Indice dei contenuti per la denominazione Reno DOC

La denominazione Reno DOC rappresenta una delle più importanti aree vitivinicole della regione Emilia-Romagna. La denominazione Reno DOC include le province di Bologna, Modena ed è stata creata nel 1987. I vini della denominazione Reno DOC si basano principalmente sui vitigni Montù, Pignoletto, Albana, Trebbiano Romagnolo. L'annessa cartina mostra la delimitazione geografica della denominazione Reno DOC. Inoltre, Quattrocalici.it propone un elenco dei più importanti produttori di vino ubicati all'interno dell'area definita per la denominazione Reno DOC.

La Denominazione

I vini a denominazione di origine controllata Reno DOC devono essere ottenuti dalle uve prodotte dai vigneti aventi la seguente composizione ampelografica:

L’ambiente della media pianura modenese e bolognese favorisce il naturale accrescimento della vite. Le imprese viticole della Reno DOC hanno optato per forme di allevamento a cordone permanente con tralci ricadenti capaci di contenere la vigoria delle piante. Le forme di allevamento più diffuse sono il cordone speronato e il G.D.C. con una densità d’impianto di 1.500-2.800 ceppi/ettaro.
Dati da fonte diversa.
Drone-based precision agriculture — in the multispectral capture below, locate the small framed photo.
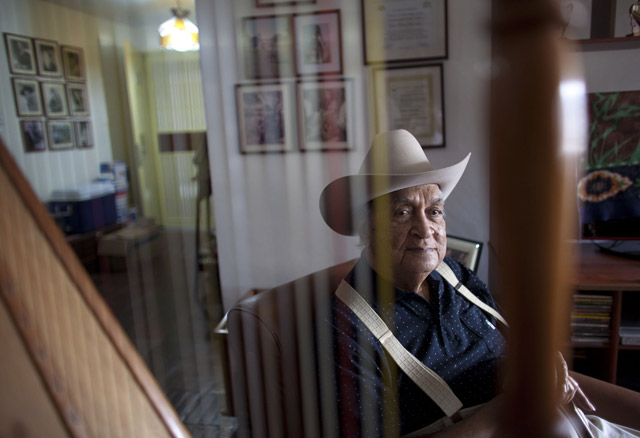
[241,15,293,79]
[73,120,93,149]
[296,79,354,151]
[13,78,42,117]
[20,120,47,152]
[361,0,448,64]
[447,235,482,272]
[256,0,316,8]
[40,82,69,117]
[560,0,592,40]
[67,83,89,116]
[4,33,37,75]
[33,39,62,77]
[373,64,445,148]
[62,46,85,81]
[236,83,294,154]
[293,10,342,75]
[47,120,74,151]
Le pratiche enologiche specifiche relative all’elaborazione dei vini Reno DOC sono quelle
tradizionalmente consolidate, leali e costanti e fanno riferimento, quasi esclusivamente, alla pratica della rifermentazione naturale in bottiglia e della rifermentazione naturale in autoclave. Le operazioni di arricchimento sono consentite nel rispetto delle condizioni e dei limiti previsti dalla normativa.

La Reno DOC riguarda vini bianchi, con la possibilità di menzionare i vitigni “Montuni” e “Pignoletto” o il riferimento alla tipologia “Bianco”. Dal punto di vista analitico ed organolettico questi vini presentano caratteristiche molto evidenti e peculiari, condizionate dall’ambiente fertile e fresco caratteristico dell’area doc. Dalle uve prodotte nella media pianura bolognese e nella media pianura modenese posta alla destra del fiume Panaro si possono quindi ottenere vini bianchi dal colore giallo paglierino, di media struttura, buona acidità. La freschezza e la fragranza dei profumi con evidenze floreali e fruttate contribuiscono al loro equilibrio gustativo.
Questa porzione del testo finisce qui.